SANDI TOKSVIG happily puts ink to paper… but skin?
As fashions change, Sandi considers whether it’s too late to embrace the latest trend. She’d like to, she says, but it’s crucial to know where to draw the line...
Ihate being late for anything. I’d rather be a day early than tardy by a minute, so I was appalled to realise that I am currently 37 years too late to get my first tattoo. Apparently, the average age a person first gets their skin inked (stay with me, I have all the tattoo lingo) is 21. I am 58, and it has only just occurred to me that I might fancy a hint of bodily art. Not that you have to be 21. Dame Judi Dench got her first permanent inscription for her 81st birthday. Her daughter paid for her to have the words Carpe Diem, or Seize The Day, inscribed on her wrist. It’s a great sentiment, although the actual font of the tattoo looks as though someone has managed to put her arm through the roller of an antique typewriter.
Women having tattoos is not some newfangled example of the world going to hell in a handcart. It’s a practice that goes back to at least 3,250 BC – some experts say even earlier – and there was a positive passion for such permanent decoration among the Victorian hoi polloi. There was even a Victorian/edwardian penchant for women to work as professional tattooed ladies. One of the star women who turned her body into a mobile art gallery was Nora Hildebrandt. She began making an exhibition of herself in 1882, by which time she was allegedly covered neck-to-toe in 365 designs. She told those willing to part with their money that she had been abducted by American Indians, tied to a tree and given a new tattoo every day for a year. The real story was rather more prosaic. Her father, Martin Hildebrandt, was America’s first professional tattoo artist and had simply brought his work home with him.

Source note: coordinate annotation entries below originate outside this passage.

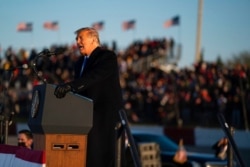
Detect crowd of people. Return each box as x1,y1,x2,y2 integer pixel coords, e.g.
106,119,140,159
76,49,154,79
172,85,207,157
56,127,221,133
0,38,250,128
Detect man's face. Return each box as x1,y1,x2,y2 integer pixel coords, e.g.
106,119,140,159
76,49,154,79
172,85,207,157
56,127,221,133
18,133,32,148
76,31,93,55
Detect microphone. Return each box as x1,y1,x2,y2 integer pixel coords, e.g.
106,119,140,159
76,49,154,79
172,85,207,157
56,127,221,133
3,64,30,71
38,49,56,57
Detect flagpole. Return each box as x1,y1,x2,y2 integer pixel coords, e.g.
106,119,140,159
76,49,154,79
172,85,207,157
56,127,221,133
195,0,203,63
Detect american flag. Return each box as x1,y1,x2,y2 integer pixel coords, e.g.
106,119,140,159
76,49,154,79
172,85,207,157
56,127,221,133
164,16,180,28
43,21,59,30
122,20,135,30
16,22,32,32
92,21,104,31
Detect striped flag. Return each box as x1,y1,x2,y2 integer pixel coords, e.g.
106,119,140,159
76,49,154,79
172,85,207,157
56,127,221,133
16,22,32,32
164,16,180,28
92,21,104,31
43,21,59,30
122,20,135,31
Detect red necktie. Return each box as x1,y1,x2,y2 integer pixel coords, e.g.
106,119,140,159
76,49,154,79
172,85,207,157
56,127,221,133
80,56,88,76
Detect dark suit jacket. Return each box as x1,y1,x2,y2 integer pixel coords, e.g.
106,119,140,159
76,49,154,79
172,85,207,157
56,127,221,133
70,47,122,167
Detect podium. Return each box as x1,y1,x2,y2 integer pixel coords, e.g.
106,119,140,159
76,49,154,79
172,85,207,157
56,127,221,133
28,84,93,167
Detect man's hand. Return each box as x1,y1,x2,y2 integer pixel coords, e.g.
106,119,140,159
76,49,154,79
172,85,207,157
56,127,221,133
54,84,72,98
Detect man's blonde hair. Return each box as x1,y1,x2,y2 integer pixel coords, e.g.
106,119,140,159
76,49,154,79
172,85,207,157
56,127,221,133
75,27,101,45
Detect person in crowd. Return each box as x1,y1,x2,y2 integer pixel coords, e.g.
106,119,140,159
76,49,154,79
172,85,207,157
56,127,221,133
17,129,33,149
54,27,122,167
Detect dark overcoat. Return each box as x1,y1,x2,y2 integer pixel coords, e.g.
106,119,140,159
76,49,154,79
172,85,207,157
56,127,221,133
70,47,122,167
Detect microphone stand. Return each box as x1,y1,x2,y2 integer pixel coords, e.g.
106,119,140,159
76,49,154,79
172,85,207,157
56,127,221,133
0,70,14,144
31,51,48,84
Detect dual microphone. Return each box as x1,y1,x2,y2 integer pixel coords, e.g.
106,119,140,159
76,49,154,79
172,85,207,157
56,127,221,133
4,49,57,71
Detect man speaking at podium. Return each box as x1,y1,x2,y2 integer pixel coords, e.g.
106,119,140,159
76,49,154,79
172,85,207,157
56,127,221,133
54,27,122,167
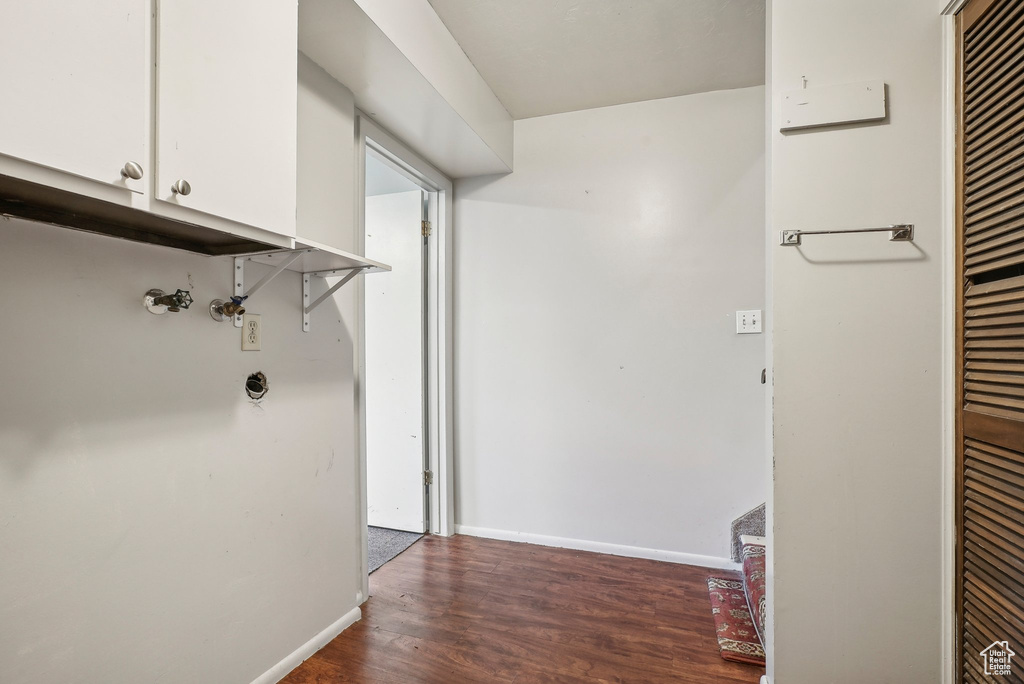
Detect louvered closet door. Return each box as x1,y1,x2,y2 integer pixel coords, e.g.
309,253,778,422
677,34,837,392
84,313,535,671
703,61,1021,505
956,0,1024,682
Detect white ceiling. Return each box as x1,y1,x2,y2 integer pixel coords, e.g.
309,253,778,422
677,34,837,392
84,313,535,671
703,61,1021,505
429,0,765,119
366,155,420,197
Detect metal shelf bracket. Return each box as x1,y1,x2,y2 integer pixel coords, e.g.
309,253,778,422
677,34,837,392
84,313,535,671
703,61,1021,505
302,266,369,333
232,247,380,333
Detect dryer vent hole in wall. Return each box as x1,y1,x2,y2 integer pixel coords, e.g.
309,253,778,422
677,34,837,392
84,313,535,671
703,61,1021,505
246,371,270,401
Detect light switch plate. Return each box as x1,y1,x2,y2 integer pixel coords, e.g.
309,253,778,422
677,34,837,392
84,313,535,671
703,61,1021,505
736,309,761,335
242,313,263,351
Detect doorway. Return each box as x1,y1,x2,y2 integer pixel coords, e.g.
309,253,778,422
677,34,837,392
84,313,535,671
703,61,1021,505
357,113,455,581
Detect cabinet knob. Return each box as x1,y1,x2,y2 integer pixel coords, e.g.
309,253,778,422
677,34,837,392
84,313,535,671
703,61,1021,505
121,162,142,180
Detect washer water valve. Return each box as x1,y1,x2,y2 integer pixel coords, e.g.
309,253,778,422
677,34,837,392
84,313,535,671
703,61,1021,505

For me, Nora is eclipsed by a woman from Wisconsin called Artoria Gibbons. Born in 1893, she married a tattoo artist called Charles Red Gibbons when she was 19. He decided to turn her into the ultimate calling card for his profession, and by the 1920s she was touring as a professional tattooed lady in sideshows at fairs and circuses. She was a religious lady, so Red inked the entire Last Supper across her back, and one of the last working tattooed ladies in America – she didn’t retire until 1981. The pictures from her youth look amazing, but it is said that she put on a lot of weight late in life and, sadly, Jesus ended up looking rather leery.

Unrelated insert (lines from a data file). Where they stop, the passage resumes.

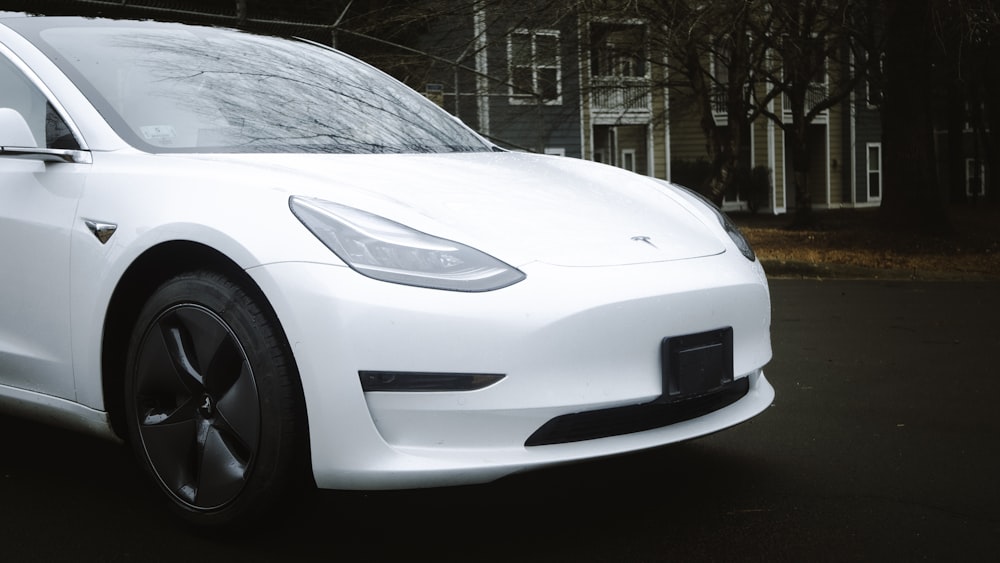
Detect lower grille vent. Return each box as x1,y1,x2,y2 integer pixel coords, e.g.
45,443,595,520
524,377,750,446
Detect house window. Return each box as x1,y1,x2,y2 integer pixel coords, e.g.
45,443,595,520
965,158,986,197
621,149,635,172
507,30,562,105
868,143,882,201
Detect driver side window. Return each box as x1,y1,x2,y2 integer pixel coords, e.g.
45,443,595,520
0,56,80,150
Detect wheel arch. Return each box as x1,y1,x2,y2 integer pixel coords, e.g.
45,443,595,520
101,241,309,457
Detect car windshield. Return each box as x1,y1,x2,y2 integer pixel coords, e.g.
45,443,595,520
11,18,490,153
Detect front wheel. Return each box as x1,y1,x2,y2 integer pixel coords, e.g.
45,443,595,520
125,272,306,527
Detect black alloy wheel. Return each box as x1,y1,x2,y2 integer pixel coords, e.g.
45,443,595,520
125,272,305,527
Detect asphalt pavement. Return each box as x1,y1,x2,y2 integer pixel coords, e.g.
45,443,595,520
0,280,1000,562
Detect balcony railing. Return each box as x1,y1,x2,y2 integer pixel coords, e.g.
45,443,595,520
590,76,652,114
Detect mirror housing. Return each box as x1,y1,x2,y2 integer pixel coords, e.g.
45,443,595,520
0,108,92,164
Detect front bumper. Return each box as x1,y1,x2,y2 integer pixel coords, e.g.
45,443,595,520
250,253,774,489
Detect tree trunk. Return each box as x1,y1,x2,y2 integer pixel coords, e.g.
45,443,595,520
881,0,952,234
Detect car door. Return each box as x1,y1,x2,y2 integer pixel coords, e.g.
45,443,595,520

I suppose that’s what you have to think about as you get older: will that gorgeous portrait of Johnny Depp on your chest still look inviting when gravity begins to have the inevitable effect on your bosom area?

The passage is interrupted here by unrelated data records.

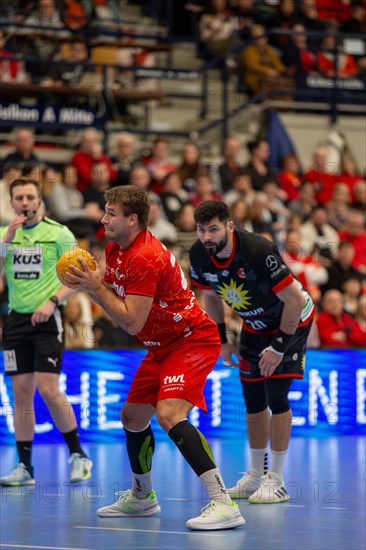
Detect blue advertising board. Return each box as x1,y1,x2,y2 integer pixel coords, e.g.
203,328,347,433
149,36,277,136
0,350,366,445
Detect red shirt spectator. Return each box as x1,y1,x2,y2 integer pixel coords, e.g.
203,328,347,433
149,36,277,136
71,128,117,192
277,155,302,201
317,289,366,348
338,210,366,273
304,147,339,204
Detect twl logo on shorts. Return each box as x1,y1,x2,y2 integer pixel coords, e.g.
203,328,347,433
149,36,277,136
239,359,250,374
164,374,185,386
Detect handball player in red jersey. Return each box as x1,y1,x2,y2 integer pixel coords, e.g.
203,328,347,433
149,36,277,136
67,185,245,530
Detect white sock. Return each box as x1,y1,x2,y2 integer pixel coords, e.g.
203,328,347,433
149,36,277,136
199,468,232,506
132,470,152,498
271,449,287,482
250,447,268,476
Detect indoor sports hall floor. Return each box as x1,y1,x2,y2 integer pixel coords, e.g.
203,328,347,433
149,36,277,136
0,436,366,550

Lots of people live to regret the design that once seemed like something that could be lived with for ever. Rule number one is to be certain you will always feel the same as you do on the day the tattoo machine whirs into life. Laser-removal clinics make a fortune trying to erase the names of people’s exes from their flesh. What about other passions? Can anyone be certain that they will always feel as strongly about the cuisine at Nando’s as the day they have a chicken logo etched into their thigh?
Rule number two is to find a tattoo artist who can muster basic spelling. The internet is littered with examples of people’s bodies boldly declaring You Only Life Once, Strenth And Courage or No Regert. And someone with artistic skills would be a bonus. There is little more depressing than a portrait of a loved one who appears to be melting.
I expect in the end I won’t do it at all. The truth is, I wear my heart on my sleeve and the names of my loved ones have long been invisibly etched on my body. But I still toy with ideas for a tattoo design. I have a long operation scar on my stomach, and it would amuse me to have a helpful zip fastener drawn on one end in case they have to go in again. Or I could come up with something that might help out in old age, like having the words This Way Up tattooed on my chest for when I’m finally bedridden and not entirely capable. Or Caution – Highly Flammable for one last echoing laugh at the crematorium.